Ketua DPRD Lampung: Penggabungan Wilayah Dorong Pembangunan Kawasan Kota Baru

Lampung – Ketua DPRD Provinsi Lampung Ahmad Giri Akbar menyebut, rencana penggabungan delapan desa di Kecamatan Jati Agung, Kabupaten Lampung Selatan, ke wilayah Kota Bandar Lampung berpotensi melahirkan kantong ekonomi baru yang menopang pertumbuhan ekonomi provinsi.

Ahmad Giri Akbar mengatakan, berdasarkan informasi yang diterimanya dari lapangan, masyarakat di delapan desa tersebut telah sepakat untuk bergabung dengan Kota Bandar Lampung melalui proses penyesuaian daerah dan perubahan batas wilayah.

Menurutnya, penggabungan wilayah ini sejalan dengan rencana Pemerintah Provinsi Lampung yang terus mendorong pembangunan kawasan kota baru.

“Provinsi memang berencana terus mendorong pembangunan kota baru, mungkin mulai dari Itera. Di situ nanti akan menjadi kawasan strategis, ada Kodam, ada Kejaksaan,” jelasnya, pada Selasa (27/01/2026).

Ia menambahkan, pembangunan di kawasan tersebut tidak hanya melibatkan institusi vertikal, tetapi juga akan didorong partisipasi organisasi perangkat daerah (OPD), baik di tingkat Provinsi maupun daerah.
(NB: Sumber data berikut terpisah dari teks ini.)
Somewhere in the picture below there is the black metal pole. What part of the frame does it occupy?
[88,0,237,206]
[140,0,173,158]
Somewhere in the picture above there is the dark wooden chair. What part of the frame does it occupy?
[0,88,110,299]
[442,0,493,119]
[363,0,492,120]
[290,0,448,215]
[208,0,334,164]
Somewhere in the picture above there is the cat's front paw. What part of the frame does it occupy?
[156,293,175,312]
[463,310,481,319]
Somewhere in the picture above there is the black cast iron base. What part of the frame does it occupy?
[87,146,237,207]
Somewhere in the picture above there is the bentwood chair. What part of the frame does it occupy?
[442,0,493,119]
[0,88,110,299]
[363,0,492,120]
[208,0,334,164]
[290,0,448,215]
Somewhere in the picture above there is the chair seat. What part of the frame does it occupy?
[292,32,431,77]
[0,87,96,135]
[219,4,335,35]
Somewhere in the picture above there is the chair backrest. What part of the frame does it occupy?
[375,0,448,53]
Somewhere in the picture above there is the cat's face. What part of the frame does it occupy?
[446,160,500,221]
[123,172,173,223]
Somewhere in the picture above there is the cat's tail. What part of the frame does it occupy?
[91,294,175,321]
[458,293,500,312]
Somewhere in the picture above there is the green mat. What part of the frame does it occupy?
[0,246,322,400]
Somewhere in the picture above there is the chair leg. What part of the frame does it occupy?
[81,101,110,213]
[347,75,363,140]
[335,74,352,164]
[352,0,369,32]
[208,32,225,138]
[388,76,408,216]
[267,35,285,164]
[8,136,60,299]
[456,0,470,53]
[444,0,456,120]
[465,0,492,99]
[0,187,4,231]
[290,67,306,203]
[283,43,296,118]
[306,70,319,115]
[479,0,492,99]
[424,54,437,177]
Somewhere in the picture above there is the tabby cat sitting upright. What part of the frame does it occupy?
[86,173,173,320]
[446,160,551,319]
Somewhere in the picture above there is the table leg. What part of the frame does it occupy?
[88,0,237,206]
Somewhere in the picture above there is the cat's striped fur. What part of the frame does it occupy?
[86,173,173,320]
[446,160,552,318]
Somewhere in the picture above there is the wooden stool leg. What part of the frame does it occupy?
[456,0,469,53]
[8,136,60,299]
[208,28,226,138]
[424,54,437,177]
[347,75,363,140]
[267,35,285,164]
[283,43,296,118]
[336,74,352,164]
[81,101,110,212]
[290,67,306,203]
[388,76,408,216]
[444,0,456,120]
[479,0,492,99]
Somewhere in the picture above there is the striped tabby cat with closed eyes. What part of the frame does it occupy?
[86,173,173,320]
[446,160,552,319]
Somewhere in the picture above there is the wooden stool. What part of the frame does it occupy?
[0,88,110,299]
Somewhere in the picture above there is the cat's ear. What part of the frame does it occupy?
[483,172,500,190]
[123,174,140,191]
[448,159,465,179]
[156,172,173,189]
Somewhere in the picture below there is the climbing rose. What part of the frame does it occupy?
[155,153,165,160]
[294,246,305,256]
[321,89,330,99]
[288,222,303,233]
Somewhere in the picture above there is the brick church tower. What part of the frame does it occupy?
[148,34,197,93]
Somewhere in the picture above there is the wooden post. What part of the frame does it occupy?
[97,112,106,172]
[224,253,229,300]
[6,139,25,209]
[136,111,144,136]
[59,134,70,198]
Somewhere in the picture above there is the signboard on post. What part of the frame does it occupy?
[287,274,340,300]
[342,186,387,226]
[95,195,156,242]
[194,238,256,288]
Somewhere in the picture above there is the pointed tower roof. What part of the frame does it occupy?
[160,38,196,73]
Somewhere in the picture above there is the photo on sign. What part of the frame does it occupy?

“Semua OPD-OPD juga akan didorong, baik vertikal maupun OPD di daerah, untuk melakukan pembangunan di area kota baru,” paparnya.

Ahmad Giri Akbar berharap delapan desa yang bergabung dapat menjadi penopang baru pertumbuhan ekonomi Provinsi Lampung.

“Harapannya nanti itu jadi kantong ekonomi baru, penopang pertumbuhan ekonomi Provinsi Lampung, sebagai akselerasi percepatan pertumbuhan ekonomi,”ujarnya.

Diketahui, sebanyak delapan desa di Kecamatan Jati Agung, Lampung Selatan, akan masuk ke wilayah Kota Bandar Lampung.

Delapan desa yang telah menyatakan persetujuan bergabung tersebut yakni Desa Purwotani, Margorejo, Sinar Rejeki, Margomulyo, Margodadi, Gedung Agung, Gedung Harapan, dan Banjaragung.